Joy grimaces for once glad that he can't see her right now.

"Not, like this. I mean, talk, really talk, you know, about stuff."

He feels his eyebrows visiting his hairline.

"Is that a scientific term? Stuff?"

He smiles when he hears her moaning on the other side, "McGee, please. I'm serious."

"Ok, so you want to talk about… stuff."

"Yeah."

"Relationship stuff."

"Yeah."

He nods, and looks at his computer screen, which is showing his latest running search related to their case.

"Okay, when?"

"Let's finish this case and we will take a night out, have a nice home cooked dinner and sit down to talk. Is it okay for you?"
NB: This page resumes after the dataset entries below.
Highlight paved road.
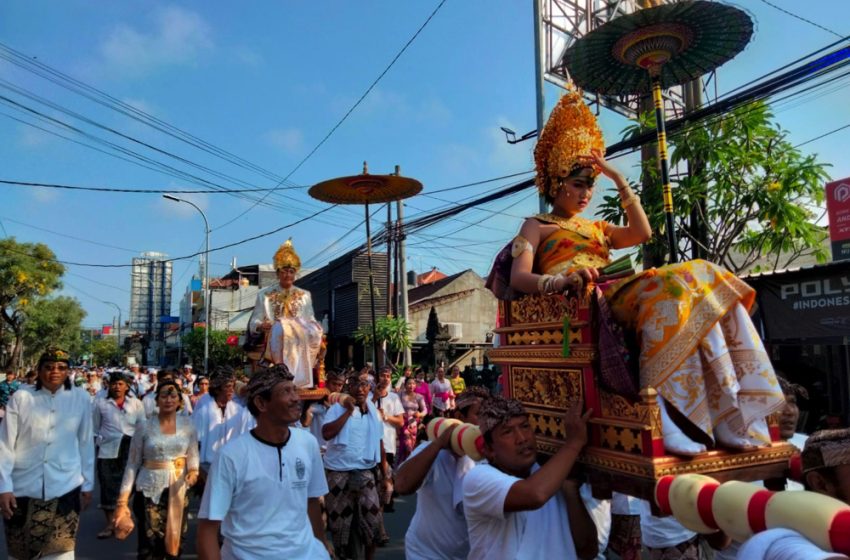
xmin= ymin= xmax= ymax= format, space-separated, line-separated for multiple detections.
xmin=0 ymin=486 xmax=416 ymax=560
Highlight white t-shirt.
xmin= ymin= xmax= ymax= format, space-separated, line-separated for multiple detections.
xmin=640 ymin=500 xmax=696 ymax=548
xmin=375 ymin=389 xmax=404 ymax=455
xmin=198 ymin=428 xmax=329 ymax=560
xmin=463 ymin=463 xmax=577 ymax=560
xmin=404 ymin=442 xmax=475 ymax=560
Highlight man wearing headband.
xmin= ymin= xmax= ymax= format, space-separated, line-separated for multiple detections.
xmin=463 ymin=396 xmax=598 ymax=560
xmin=142 ymin=368 xmax=192 ymax=418
xmin=198 ymin=364 xmax=330 ymax=560
xmin=192 ymin=367 xmax=243 ymax=475
xmin=0 ymin=349 xmax=94 ymax=559
xmin=803 ymin=428 xmax=850 ymax=504
xmin=94 ymin=370 xmax=145 ymax=539
xmin=322 ymin=374 xmax=390 ymax=559
xmin=395 ymin=387 xmax=490 ymax=560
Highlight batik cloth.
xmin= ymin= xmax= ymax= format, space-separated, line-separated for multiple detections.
xmin=325 ymin=469 xmax=382 ymax=558
xmin=608 ymin=513 xmax=641 ymax=560
xmin=97 ymin=436 xmax=132 ymax=511
xmin=534 ymin=216 xmax=785 ymax=443
xmin=4 ymin=488 xmax=80 ymax=560
xmin=646 ymin=536 xmax=707 ymax=560
xmin=133 ymin=490 xmax=189 ymax=560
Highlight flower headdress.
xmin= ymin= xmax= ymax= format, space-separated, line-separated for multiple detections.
xmin=274 ymin=238 xmax=301 ymax=272
xmin=534 ymin=84 xmax=605 ymax=198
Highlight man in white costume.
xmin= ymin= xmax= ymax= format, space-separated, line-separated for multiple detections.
xmin=248 ymin=240 xmax=322 ymax=389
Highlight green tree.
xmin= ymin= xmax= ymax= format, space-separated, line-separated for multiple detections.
xmin=183 ymin=327 xmax=242 ymax=371
xmin=354 ymin=316 xmax=412 ymax=371
xmin=23 ymin=296 xmax=86 ymax=363
xmin=0 ymin=237 xmax=65 ymax=367
xmin=599 ymin=101 xmax=829 ymax=272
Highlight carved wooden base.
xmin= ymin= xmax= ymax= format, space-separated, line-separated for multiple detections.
xmin=488 ymin=295 xmax=795 ymax=503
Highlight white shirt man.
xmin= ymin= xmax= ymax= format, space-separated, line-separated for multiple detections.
xmin=192 ymin=399 xmax=242 ymax=470
xmin=404 ymin=442 xmax=475 ymax=560
xmin=198 ymin=366 xmax=329 ymax=560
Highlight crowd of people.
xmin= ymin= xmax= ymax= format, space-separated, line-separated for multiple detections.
xmin=0 ymin=350 xmax=850 ymax=560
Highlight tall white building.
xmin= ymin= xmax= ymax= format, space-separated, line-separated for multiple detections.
xmin=130 ymin=251 xmax=172 ymax=346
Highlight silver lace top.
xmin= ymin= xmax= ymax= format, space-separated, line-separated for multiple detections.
xmin=121 ymin=416 xmax=198 ymax=500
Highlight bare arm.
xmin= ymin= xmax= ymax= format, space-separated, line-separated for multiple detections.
xmin=591 ymin=150 xmax=652 ymax=249
xmin=198 ymin=519 xmax=221 ymax=560
xmin=561 ymin=479 xmax=599 ymax=560
xmin=322 ymin=400 xmax=354 ymax=441
xmin=505 ymin=410 xmax=593 ymax=513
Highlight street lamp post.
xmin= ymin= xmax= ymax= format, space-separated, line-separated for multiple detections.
xmin=103 ymin=301 xmax=123 ymax=358
xmin=162 ymin=194 xmax=211 ymax=375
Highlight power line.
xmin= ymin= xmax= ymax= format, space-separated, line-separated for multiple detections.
xmin=761 ymin=0 xmax=844 ymax=38
xmin=3 ymin=204 xmax=337 ymax=268
xmin=215 ymin=0 xmax=446 ymax=229
xmin=0 ymin=179 xmax=302 ymax=194
xmin=794 ymin=123 xmax=850 ymax=148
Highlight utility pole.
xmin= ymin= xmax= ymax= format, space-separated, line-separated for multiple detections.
xmin=534 ymin=0 xmax=548 ymax=213
xmin=395 ymin=200 xmax=413 ymax=366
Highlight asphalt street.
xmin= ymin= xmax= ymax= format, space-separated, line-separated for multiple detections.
xmin=0 ymin=482 xmax=416 ymax=560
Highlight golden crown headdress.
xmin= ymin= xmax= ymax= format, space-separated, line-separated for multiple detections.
xmin=274 ymin=238 xmax=301 ymax=271
xmin=534 ymin=83 xmax=605 ymax=196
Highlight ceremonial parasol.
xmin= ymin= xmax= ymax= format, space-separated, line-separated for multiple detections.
xmin=308 ymin=162 xmax=422 ymax=367
xmin=563 ymin=0 xmax=753 ymax=262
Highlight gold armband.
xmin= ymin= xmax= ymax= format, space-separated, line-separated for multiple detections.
xmin=537 ymin=274 xmax=552 ymax=294
xmin=511 ymin=235 xmax=534 ymax=258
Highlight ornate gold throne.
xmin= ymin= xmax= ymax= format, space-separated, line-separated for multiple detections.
xmin=488 ymin=294 xmax=794 ymax=504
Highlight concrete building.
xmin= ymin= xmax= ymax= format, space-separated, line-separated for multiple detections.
xmin=128 ymin=251 xmax=172 ymax=364
xmin=407 ymin=269 xmax=499 ymax=369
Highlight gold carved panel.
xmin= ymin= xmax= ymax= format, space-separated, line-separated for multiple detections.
xmin=599 ymin=425 xmax=643 ymax=455
xmin=510 ymin=366 xmax=584 ymax=410
xmin=511 ymin=294 xmax=579 ymax=326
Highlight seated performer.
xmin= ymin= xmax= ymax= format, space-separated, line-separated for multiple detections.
xmin=510 ymin=86 xmax=785 ymax=455
xmin=463 ymin=397 xmax=598 ymax=560
xmin=248 ymin=240 xmax=322 ymax=389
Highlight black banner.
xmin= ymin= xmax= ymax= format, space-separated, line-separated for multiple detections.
xmin=744 ymin=261 xmax=850 ymax=344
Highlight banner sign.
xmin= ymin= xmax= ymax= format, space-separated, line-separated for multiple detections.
xmin=745 ymin=262 xmax=850 ymax=343
xmin=826 ymin=177 xmax=850 ymax=261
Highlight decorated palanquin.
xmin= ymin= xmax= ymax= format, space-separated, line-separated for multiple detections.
xmin=243 ymin=333 xmax=328 ymax=401
xmin=488 ymin=292 xmax=794 ymax=503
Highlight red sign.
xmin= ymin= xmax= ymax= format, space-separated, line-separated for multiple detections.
xmin=826 ymin=177 xmax=850 ymax=261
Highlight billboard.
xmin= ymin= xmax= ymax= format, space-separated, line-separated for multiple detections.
xmin=745 ymin=262 xmax=850 ymax=344
xmin=826 ymin=177 xmax=850 ymax=261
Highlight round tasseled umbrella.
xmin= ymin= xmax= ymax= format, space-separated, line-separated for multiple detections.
xmin=308 ymin=163 xmax=422 ymax=367
xmin=563 ymin=0 xmax=753 ymax=262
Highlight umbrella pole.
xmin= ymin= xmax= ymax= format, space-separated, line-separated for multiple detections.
xmin=365 ymin=202 xmax=378 ymax=371
xmin=652 ymin=75 xmax=679 ymax=263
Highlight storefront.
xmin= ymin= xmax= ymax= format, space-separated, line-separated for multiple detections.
xmin=743 ymin=261 xmax=850 ymax=432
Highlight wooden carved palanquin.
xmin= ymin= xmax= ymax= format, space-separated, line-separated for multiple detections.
xmin=488 ymin=293 xmax=794 ymax=503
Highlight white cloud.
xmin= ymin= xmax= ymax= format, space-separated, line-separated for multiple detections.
xmin=100 ymin=6 xmax=214 ymax=75
xmin=486 ymin=116 xmax=535 ymax=173
xmin=265 ymin=128 xmax=304 ymax=155
xmin=156 ymin=190 xmax=212 ymax=221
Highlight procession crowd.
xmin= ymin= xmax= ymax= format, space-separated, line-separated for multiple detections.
xmin=0 ymin=350 xmax=850 ymax=559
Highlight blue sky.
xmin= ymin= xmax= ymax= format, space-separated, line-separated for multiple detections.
xmin=0 ymin=0 xmax=850 ymax=325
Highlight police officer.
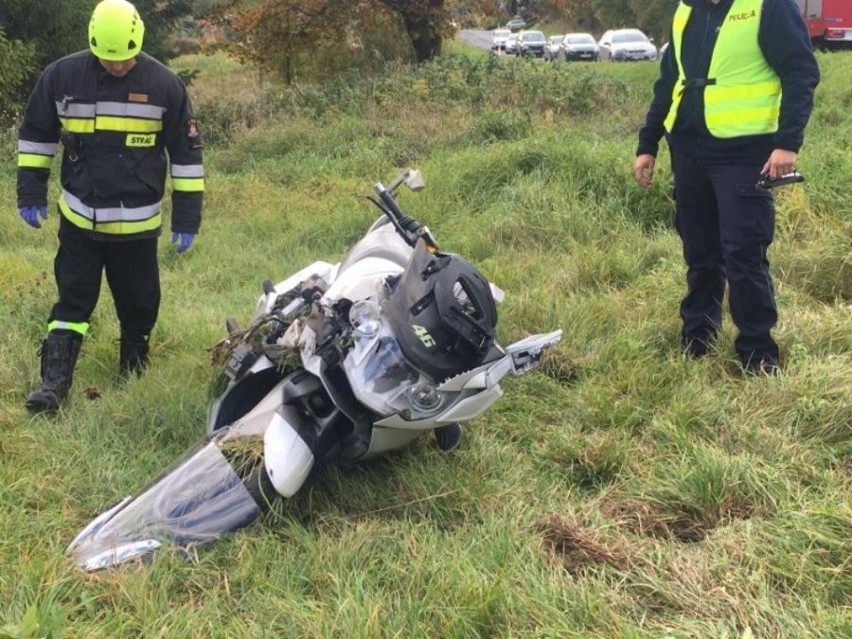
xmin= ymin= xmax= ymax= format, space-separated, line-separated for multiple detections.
xmin=633 ymin=0 xmax=819 ymax=374
xmin=18 ymin=0 xmax=204 ymax=412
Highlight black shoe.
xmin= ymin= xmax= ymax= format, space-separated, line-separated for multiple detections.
xmin=27 ymin=333 xmax=82 ymax=413
xmin=434 ymin=424 xmax=461 ymax=452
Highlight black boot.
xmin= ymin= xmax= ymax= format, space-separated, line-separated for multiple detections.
xmin=27 ymin=333 xmax=83 ymax=413
xmin=118 ymin=336 xmax=148 ymax=382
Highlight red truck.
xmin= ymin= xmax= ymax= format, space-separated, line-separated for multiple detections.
xmin=796 ymin=0 xmax=852 ymax=48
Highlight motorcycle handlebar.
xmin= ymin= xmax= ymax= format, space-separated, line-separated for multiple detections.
xmin=374 ymin=182 xmax=420 ymax=246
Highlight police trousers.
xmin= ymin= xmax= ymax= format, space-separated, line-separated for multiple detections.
xmin=672 ymin=152 xmax=778 ymax=363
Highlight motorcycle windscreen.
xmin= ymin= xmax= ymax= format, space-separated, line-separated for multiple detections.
xmin=67 ymin=437 xmax=260 ymax=571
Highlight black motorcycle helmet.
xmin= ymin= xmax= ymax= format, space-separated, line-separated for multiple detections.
xmin=383 ymin=239 xmax=497 ymax=382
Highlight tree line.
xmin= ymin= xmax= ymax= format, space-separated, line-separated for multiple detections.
xmin=0 ymin=0 xmax=677 ymax=124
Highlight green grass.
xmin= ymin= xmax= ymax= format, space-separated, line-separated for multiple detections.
xmin=0 ymin=47 xmax=852 ymax=639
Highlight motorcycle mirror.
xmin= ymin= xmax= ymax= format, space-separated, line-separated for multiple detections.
xmin=387 ymin=169 xmax=426 ymax=193
xmin=405 ymin=169 xmax=426 ymax=191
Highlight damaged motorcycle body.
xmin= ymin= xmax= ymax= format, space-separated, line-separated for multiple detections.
xmin=68 ymin=170 xmax=561 ymax=570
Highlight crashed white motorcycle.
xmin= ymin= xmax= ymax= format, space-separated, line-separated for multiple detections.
xmin=68 ymin=169 xmax=562 ymax=570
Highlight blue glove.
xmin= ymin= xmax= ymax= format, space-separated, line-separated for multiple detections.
xmin=172 ymin=233 xmax=195 ymax=253
xmin=19 ymin=205 xmax=47 ymax=229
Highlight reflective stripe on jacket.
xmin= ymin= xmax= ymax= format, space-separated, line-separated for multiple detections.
xmin=18 ymin=50 xmax=204 ymax=237
xmin=664 ymin=0 xmax=781 ymax=138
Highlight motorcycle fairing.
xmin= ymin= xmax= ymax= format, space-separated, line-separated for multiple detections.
xmin=67 ymin=429 xmax=260 ymax=571
xmin=263 ymin=405 xmax=314 ymax=497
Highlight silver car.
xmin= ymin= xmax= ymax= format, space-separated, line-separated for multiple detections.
xmin=491 ymin=29 xmax=512 ymax=51
xmin=598 ymin=29 xmax=657 ymax=62
xmin=544 ymin=35 xmax=565 ymax=61
xmin=560 ymin=33 xmax=600 ymax=62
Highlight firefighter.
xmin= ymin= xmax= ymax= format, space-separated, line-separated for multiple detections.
xmin=633 ymin=0 xmax=819 ymax=374
xmin=17 ymin=0 xmax=204 ymax=412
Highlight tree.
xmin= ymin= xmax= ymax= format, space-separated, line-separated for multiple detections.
xmin=382 ymin=0 xmax=452 ymax=62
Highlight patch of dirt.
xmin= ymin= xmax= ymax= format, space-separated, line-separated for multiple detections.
xmin=601 ymin=499 xmax=718 ymax=543
xmin=538 ymin=514 xmax=623 ymax=579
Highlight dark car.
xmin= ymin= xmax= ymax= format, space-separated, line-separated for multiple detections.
xmin=562 ymin=33 xmax=600 ymax=61
xmin=518 ymin=31 xmax=547 ymax=58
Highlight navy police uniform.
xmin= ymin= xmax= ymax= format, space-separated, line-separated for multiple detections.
xmin=637 ymin=0 xmax=819 ymax=366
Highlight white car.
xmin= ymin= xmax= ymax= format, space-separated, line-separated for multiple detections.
xmin=504 ymin=33 xmax=518 ymax=55
xmin=598 ymin=29 xmax=657 ymax=62
xmin=544 ymin=36 xmax=565 ymax=61
xmin=561 ymin=33 xmax=600 ymax=62
xmin=491 ymin=29 xmax=512 ymax=51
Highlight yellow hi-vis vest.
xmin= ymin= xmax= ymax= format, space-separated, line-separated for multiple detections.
xmin=664 ymin=0 xmax=781 ymax=138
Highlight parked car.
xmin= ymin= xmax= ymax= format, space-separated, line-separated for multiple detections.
xmin=598 ymin=29 xmax=657 ymax=62
xmin=504 ymin=33 xmax=518 ymax=55
xmin=491 ymin=29 xmax=512 ymax=51
xmin=560 ymin=33 xmax=600 ymax=62
xmin=518 ymin=31 xmax=547 ymax=58
xmin=544 ymin=35 xmax=565 ymax=61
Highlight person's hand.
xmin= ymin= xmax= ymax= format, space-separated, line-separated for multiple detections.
xmin=760 ymin=149 xmax=797 ymax=179
xmin=172 ymin=233 xmax=195 ymax=253
xmin=19 ymin=205 xmax=47 ymax=229
xmin=633 ymin=153 xmax=656 ymax=187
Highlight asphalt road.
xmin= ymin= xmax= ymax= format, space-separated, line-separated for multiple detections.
xmin=456 ymin=29 xmax=491 ymax=51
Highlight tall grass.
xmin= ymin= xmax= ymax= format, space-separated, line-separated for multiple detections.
xmin=0 ymin=47 xmax=852 ymax=639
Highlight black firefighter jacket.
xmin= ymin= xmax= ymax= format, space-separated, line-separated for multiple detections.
xmin=18 ymin=50 xmax=204 ymax=239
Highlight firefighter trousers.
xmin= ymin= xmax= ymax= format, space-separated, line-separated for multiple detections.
xmin=50 ymin=218 xmax=160 ymax=341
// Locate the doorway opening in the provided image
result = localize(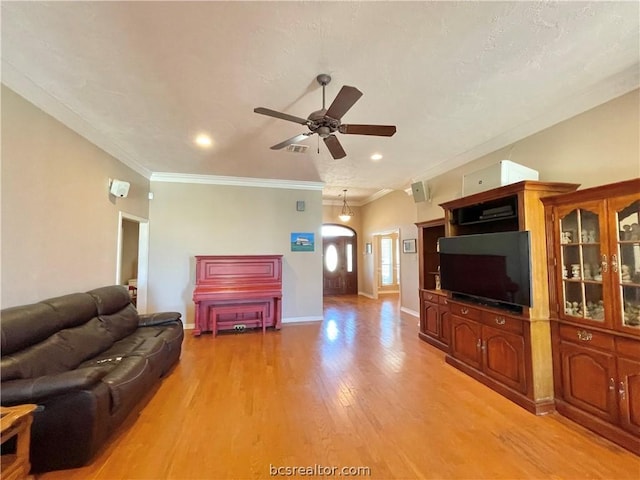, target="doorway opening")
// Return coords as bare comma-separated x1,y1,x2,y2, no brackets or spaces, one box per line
322,224,358,295
116,212,149,313
373,231,400,297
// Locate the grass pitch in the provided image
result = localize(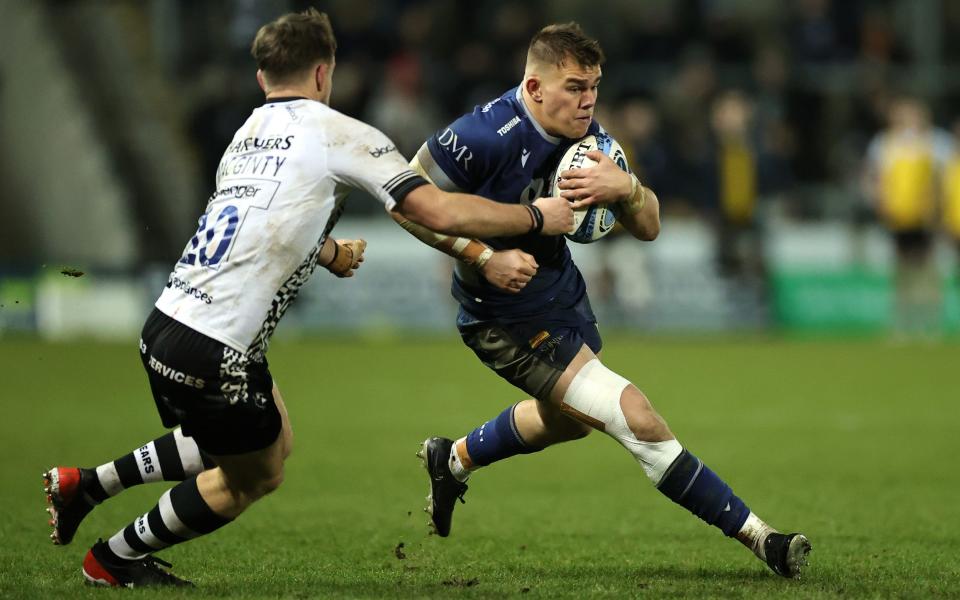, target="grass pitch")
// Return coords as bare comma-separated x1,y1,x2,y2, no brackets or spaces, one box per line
0,335,960,598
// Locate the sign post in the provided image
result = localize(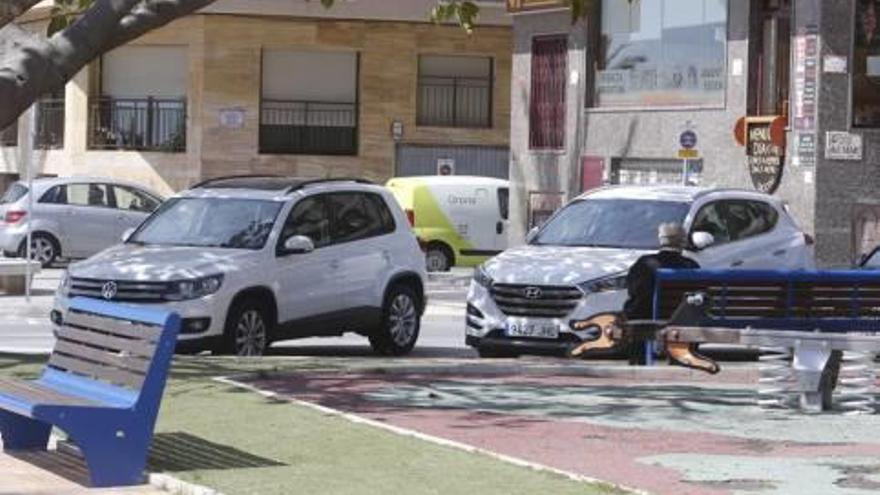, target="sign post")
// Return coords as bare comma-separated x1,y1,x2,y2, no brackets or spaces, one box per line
678,129,700,186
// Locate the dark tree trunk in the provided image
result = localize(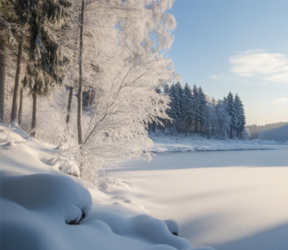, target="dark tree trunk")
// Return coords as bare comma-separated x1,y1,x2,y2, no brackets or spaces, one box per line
66,86,74,124
11,40,23,124
31,94,37,137
0,38,6,122
18,88,23,126
77,0,85,145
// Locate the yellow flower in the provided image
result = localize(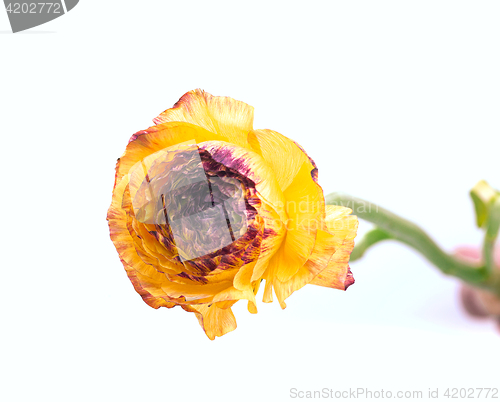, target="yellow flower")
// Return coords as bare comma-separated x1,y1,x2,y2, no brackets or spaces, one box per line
107,90,358,339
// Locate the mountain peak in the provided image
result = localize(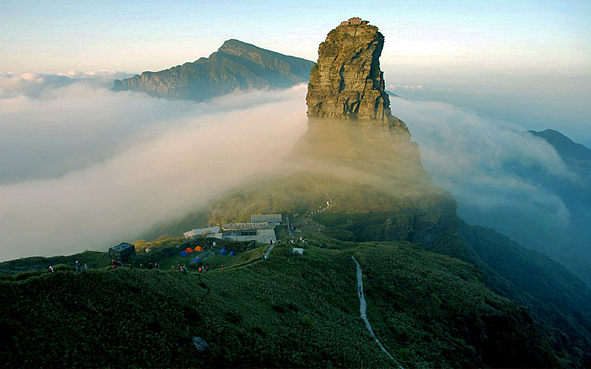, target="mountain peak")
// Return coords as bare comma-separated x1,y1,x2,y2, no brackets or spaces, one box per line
306,17,408,134
113,39,314,101
218,38,260,54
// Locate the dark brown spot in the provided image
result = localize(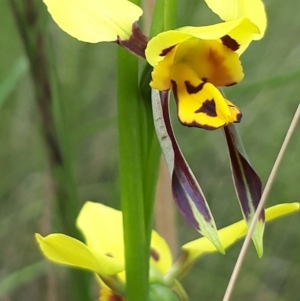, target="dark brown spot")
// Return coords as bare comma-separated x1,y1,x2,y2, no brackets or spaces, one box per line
150,248,159,261
171,80,178,104
184,81,206,94
225,82,237,87
221,35,240,51
195,98,218,117
235,113,243,123
182,121,218,131
115,22,148,58
160,45,176,56
108,291,125,301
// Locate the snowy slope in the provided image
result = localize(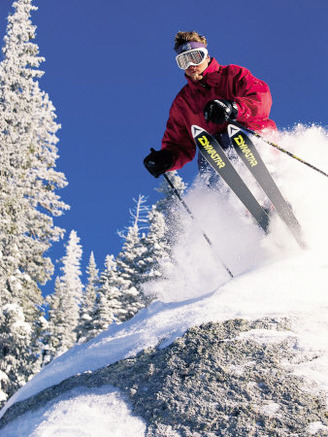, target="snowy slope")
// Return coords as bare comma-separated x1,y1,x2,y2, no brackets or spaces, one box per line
0,126,328,437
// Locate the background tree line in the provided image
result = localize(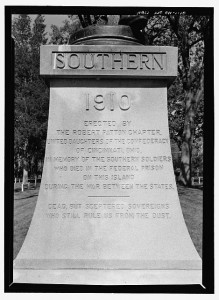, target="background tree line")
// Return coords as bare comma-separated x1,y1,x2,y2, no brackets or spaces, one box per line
12,12,210,186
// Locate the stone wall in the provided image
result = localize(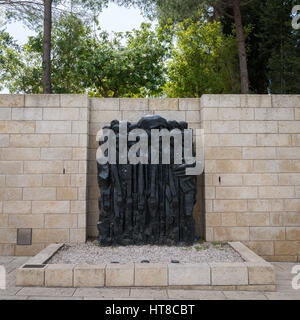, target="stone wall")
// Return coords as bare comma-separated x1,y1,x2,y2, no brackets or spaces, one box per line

He nods again and runs a trembling hand over his short blond hair, wondering what possibly she could want to talk about.

"Okay, I'm fine with it."

"Good, I gotta go."

"Okay, then."

Joy softly closes her cell phone, disconnecting the phone call. She looks at Ziva, who nods encouragingly at her. Both women sit back on their chairs, and stare at their own screens, enjoying the heat of the longest day of the year. Meanwhile, McGee stares at his own cell phone, wondering what exactly their conversation might entail.